В отличие от апостола Петра, я все же просыпаюсь, разбуженный «петушиным криком позитивизма», озвученным Паулем, и дошедшим до меня вопреки его тезке апостолу Павлу.
Мы сидим в саду, полные жизнерадостности и доброго настроения в светлый день. Свободный дух, родственный обоим, витает над нами.
Пауль на пять лет моложе меня, стремится в книге «Происхождение моральных чувств», которую пишет, обосновать психологический подход к философии.
Думаю, он оказал определенное влияние на меня. Ведь вторую главу моего «Человеческого, слишком человеческого» я назвал «К истории моральных чувств». Пауль, по сути, атеист, считает, что религиозный опыт реален и существен, и вера в Бога есть одна из ипостасей человеческой души, вне зависимости, есть ли Бог или нет Его. Эту ипостась следует выяснить через психологию.
Что же касается морали, то ее вообще не существует: добро и зло, по сути своей, условности. Меня поражает в нем независимость и четкость его рассуждений, чего мне явно не хватает. Он, можно сказать, холодно и спокойно препарирует мысль, в то время, как я, напав на нее, не могу сдержать свою горячность и нетерпение.
Именно, в этом отношении он для меня является сдерживающей силой, а своим аналитическим умом, как ножом, затачивает стрелы моих мыслей.

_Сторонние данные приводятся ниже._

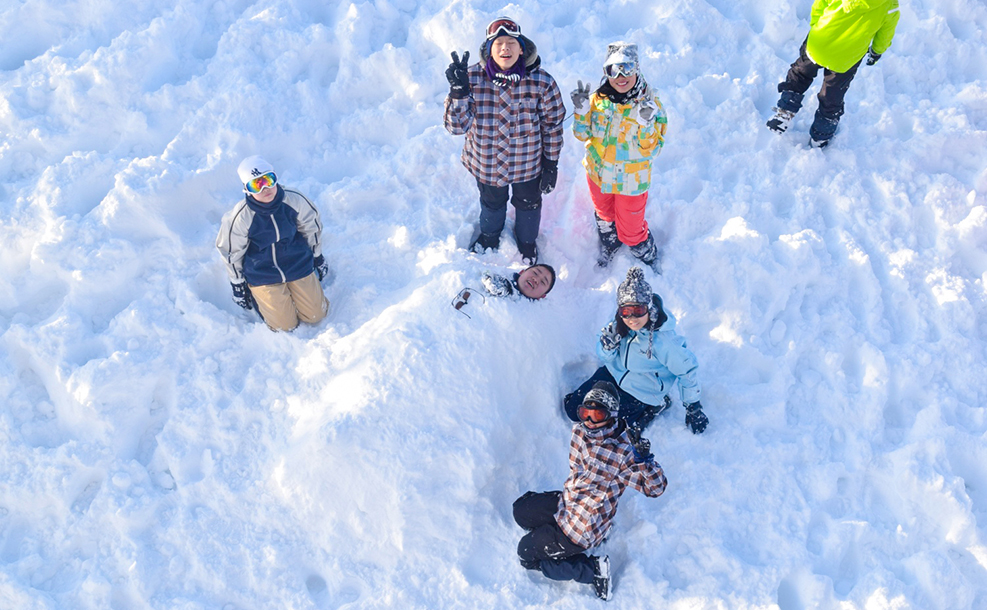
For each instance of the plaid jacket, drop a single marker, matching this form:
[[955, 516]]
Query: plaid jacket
[[601, 466], [508, 129]]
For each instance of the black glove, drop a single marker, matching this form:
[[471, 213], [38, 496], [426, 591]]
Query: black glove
[[321, 266], [242, 296], [580, 98], [641, 446], [695, 417], [609, 337], [458, 77], [647, 112], [549, 174], [497, 285]]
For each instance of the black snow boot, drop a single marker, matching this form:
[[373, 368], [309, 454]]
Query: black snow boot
[[609, 243], [529, 253], [822, 130], [484, 242], [601, 577], [788, 105], [648, 252]]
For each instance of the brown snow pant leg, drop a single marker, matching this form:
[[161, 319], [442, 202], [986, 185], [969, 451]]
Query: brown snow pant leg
[[283, 305]]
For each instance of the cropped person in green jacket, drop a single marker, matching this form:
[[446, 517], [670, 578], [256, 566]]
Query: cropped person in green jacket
[[841, 33]]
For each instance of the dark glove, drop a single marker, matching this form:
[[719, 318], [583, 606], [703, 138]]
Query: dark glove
[[458, 77], [641, 446], [321, 266], [695, 417], [497, 285], [580, 98], [242, 296], [647, 112], [609, 337], [549, 174]]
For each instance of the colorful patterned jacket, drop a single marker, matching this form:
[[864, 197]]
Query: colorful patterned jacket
[[601, 466], [619, 143], [841, 31], [508, 129]]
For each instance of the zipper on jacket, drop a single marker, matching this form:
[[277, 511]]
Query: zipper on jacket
[[274, 254], [627, 353]]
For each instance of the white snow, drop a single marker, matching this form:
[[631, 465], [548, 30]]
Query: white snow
[[162, 449]]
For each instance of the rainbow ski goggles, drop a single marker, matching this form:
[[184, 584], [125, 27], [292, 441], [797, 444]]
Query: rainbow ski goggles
[[503, 26], [625, 68], [256, 185]]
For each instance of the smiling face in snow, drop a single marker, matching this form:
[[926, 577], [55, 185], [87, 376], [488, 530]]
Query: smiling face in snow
[[535, 281], [623, 84], [636, 324], [505, 50]]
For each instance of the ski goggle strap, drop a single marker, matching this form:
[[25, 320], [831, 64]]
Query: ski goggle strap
[[625, 68], [632, 311], [503, 25], [256, 185]]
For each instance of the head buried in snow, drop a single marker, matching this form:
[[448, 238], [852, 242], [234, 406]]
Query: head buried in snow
[[256, 174]]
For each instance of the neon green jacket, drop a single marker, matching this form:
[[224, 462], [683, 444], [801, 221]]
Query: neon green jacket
[[840, 31]]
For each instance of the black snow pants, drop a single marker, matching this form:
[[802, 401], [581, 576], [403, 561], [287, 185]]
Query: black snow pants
[[545, 547]]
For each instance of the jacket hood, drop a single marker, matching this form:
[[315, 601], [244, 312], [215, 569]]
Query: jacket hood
[[531, 59], [853, 5]]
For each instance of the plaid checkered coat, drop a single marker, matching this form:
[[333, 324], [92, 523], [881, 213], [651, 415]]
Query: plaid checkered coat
[[601, 466], [508, 129]]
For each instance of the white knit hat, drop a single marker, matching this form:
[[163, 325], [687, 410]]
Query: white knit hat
[[621, 52], [251, 167]]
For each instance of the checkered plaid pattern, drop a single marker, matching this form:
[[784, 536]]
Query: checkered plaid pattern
[[601, 466], [508, 129]]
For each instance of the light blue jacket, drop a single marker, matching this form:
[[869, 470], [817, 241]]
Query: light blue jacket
[[649, 377]]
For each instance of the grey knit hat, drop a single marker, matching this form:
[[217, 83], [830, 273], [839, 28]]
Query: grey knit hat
[[621, 52], [634, 289], [604, 394]]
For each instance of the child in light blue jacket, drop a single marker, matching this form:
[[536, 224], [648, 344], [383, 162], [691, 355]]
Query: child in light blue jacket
[[644, 357]]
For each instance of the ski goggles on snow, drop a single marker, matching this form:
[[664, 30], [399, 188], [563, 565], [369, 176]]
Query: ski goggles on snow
[[503, 25], [632, 311], [592, 412], [625, 68], [463, 298], [256, 185]]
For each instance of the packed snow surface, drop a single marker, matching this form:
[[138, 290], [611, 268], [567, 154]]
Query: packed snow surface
[[161, 448]]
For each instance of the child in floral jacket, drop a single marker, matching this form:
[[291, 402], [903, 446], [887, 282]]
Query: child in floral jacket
[[623, 125]]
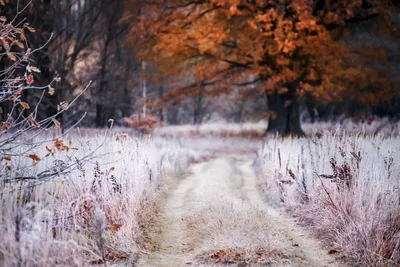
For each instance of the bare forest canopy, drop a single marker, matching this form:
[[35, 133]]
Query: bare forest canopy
[[200, 60]]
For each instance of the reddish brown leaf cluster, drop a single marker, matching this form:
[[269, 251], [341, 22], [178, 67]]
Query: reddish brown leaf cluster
[[291, 47]]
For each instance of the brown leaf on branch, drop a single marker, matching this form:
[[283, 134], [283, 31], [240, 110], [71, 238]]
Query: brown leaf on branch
[[11, 56], [25, 105], [7, 158], [35, 158], [57, 123], [33, 122], [30, 79], [51, 90], [114, 227]]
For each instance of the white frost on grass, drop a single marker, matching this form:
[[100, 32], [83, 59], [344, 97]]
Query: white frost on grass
[[355, 204], [53, 222]]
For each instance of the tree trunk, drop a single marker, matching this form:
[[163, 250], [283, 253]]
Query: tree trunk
[[287, 120]]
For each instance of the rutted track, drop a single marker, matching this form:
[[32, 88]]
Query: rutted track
[[218, 205]]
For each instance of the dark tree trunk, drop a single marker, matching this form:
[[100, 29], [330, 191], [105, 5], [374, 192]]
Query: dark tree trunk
[[287, 120]]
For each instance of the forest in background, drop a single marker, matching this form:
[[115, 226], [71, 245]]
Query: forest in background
[[106, 42]]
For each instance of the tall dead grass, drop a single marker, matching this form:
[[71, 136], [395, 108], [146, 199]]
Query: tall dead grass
[[344, 187], [105, 210]]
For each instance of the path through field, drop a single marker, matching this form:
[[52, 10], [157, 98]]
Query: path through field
[[215, 215]]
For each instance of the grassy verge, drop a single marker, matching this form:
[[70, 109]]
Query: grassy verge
[[344, 187]]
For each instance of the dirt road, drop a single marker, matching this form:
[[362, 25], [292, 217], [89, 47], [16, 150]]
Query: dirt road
[[215, 215]]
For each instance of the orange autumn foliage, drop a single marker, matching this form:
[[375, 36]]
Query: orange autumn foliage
[[285, 46]]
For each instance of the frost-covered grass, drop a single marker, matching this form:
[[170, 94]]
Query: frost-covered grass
[[220, 129], [344, 187], [257, 129], [104, 209]]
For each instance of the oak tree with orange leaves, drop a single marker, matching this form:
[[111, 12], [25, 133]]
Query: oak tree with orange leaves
[[287, 49]]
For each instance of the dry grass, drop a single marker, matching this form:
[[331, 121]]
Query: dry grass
[[104, 210], [345, 187]]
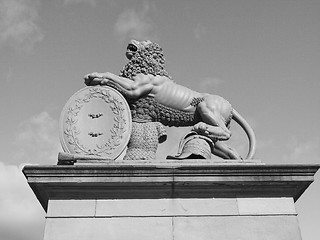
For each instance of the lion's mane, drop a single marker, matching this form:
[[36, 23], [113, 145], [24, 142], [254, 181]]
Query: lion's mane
[[150, 60], [147, 60]]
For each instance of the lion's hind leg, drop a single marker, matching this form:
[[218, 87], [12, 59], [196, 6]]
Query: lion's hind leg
[[213, 124], [224, 151]]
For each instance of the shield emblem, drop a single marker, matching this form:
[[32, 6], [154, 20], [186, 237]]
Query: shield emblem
[[96, 121]]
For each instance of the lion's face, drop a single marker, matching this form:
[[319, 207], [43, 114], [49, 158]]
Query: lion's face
[[144, 57], [135, 46]]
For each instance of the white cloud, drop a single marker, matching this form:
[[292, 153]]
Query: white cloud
[[19, 23], [199, 31], [135, 24], [37, 140], [302, 151], [210, 83], [90, 2], [22, 217]]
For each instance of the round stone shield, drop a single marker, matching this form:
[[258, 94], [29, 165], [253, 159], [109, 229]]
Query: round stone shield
[[96, 121]]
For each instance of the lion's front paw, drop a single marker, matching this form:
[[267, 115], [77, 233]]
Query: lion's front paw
[[94, 78], [201, 128]]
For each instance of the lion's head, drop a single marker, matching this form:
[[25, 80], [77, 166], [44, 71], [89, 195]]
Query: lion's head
[[144, 57]]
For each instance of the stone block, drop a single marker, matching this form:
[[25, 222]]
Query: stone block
[[74, 208], [266, 206], [166, 207], [237, 228], [108, 228]]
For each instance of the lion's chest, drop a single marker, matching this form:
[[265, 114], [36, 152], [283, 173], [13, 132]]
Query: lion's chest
[[174, 96]]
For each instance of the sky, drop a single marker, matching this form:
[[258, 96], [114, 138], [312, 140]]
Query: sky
[[263, 56]]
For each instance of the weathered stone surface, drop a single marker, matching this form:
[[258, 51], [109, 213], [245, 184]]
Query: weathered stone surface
[[141, 181], [259, 206], [237, 228], [95, 122], [108, 228], [170, 202]]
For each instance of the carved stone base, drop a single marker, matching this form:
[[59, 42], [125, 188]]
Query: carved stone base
[[170, 201]]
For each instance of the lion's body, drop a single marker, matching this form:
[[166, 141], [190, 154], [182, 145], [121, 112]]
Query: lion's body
[[153, 96]]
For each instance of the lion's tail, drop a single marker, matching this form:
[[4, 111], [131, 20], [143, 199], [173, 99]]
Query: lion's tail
[[249, 131]]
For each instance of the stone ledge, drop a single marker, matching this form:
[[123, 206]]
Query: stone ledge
[[145, 181], [176, 207]]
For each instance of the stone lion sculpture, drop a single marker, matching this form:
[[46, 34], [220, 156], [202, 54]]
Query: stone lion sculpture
[[154, 97]]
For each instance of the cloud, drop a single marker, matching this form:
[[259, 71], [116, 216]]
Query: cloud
[[302, 151], [199, 31], [22, 217], [90, 2], [37, 140], [135, 24], [18, 23], [210, 83]]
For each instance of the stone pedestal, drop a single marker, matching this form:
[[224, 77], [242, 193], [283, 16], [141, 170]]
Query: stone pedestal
[[170, 200]]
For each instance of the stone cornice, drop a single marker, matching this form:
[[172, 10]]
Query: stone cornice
[[168, 180]]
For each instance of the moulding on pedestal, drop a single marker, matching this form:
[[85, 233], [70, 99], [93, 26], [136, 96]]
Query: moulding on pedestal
[[157, 181]]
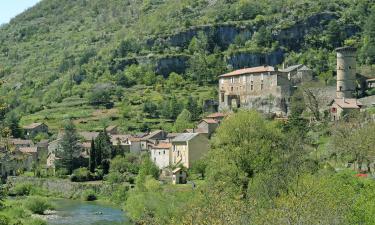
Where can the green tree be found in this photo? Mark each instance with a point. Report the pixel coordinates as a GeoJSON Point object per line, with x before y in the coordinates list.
{"type": "Point", "coordinates": [183, 121]}
{"type": "Point", "coordinates": [193, 107]}
{"type": "Point", "coordinates": [92, 159]}
{"type": "Point", "coordinates": [69, 148]}
{"type": "Point", "coordinates": [368, 49]}
{"type": "Point", "coordinates": [12, 121]}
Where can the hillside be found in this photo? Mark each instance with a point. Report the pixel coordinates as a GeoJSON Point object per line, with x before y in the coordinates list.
{"type": "Point", "coordinates": [61, 50]}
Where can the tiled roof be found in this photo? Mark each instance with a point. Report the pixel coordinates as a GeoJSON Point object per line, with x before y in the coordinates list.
{"type": "Point", "coordinates": [185, 137]}
{"type": "Point", "coordinates": [216, 115]}
{"type": "Point", "coordinates": [28, 149]}
{"type": "Point", "coordinates": [88, 136]}
{"type": "Point", "coordinates": [348, 103]}
{"type": "Point", "coordinates": [21, 142]}
{"type": "Point", "coordinates": [152, 134]}
{"type": "Point", "coordinates": [162, 145]}
{"type": "Point", "coordinates": [32, 126]}
{"type": "Point", "coordinates": [259, 69]}
{"type": "Point", "coordinates": [291, 68]}
{"type": "Point", "coordinates": [110, 128]}
{"type": "Point", "coordinates": [210, 121]}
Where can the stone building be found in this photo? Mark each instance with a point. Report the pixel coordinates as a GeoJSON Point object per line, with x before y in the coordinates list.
{"type": "Point", "coordinates": [33, 129]}
{"type": "Point", "coordinates": [188, 147]}
{"type": "Point", "coordinates": [262, 88]}
{"type": "Point", "coordinates": [160, 154]}
{"type": "Point", "coordinates": [298, 74]}
{"type": "Point", "coordinates": [346, 72]}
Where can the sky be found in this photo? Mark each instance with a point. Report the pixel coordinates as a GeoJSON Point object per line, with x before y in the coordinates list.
{"type": "Point", "coordinates": [11, 8]}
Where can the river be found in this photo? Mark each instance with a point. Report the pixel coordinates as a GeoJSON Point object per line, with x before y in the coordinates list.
{"type": "Point", "coordinates": [73, 212]}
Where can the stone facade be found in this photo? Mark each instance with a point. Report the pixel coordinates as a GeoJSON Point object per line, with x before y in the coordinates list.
{"type": "Point", "coordinates": [346, 72]}
{"type": "Point", "coordinates": [261, 88]}
{"type": "Point", "coordinates": [188, 147]}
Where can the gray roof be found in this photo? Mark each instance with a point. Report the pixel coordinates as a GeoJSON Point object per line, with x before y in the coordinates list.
{"type": "Point", "coordinates": [304, 68]}
{"type": "Point", "coordinates": [185, 137]}
{"type": "Point", "coordinates": [291, 68]}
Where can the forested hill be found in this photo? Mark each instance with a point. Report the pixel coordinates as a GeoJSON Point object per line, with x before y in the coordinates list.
{"type": "Point", "coordinates": [64, 48]}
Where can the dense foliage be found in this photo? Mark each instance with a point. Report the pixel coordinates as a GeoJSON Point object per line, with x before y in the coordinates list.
{"type": "Point", "coordinates": [97, 51]}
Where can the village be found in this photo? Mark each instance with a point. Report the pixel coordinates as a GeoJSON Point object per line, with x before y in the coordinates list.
{"type": "Point", "coordinates": [265, 88]}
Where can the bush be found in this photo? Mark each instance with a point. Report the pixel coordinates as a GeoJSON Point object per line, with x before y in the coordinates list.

Последнее выражение глаз Вагнера, когда мы его покидали, явно означало, что этот старый антисемит никогда не простит мне дружбы с евреем. Я знаю, что позднее он сказал на людях о Ре, присовокупив в стиле своих широких обобщений очередной выпад против евреев, и откровенно оскорбив меня, мол, на свете есть клопы, есть вши. В какой-то момент они завелись. Но их выводят.
Я же со своими друзьями облегченно вздыхаю, когда Вагнеры уезжают седьмого ноября. Можно будет пораньше лечь спать.
Больше я никогда не встречусь с Вагнером.
Новое мое понимание я провозглашаю в первых же строках книги «Человеческое, слишком человеческое».
Речь, по сути, идет о гегелевском коньке — единстве противоположностей. На протяжении двух тысяч лет эта проблема так и не разрешена. Действительно ли может нечто рождаться из своей противоположности? Рациональное вытекает из иррационального. Живое — из мертвого. Логическое — из нелогического. Альтруизм — из эгоизма. Истина — из заблуждения?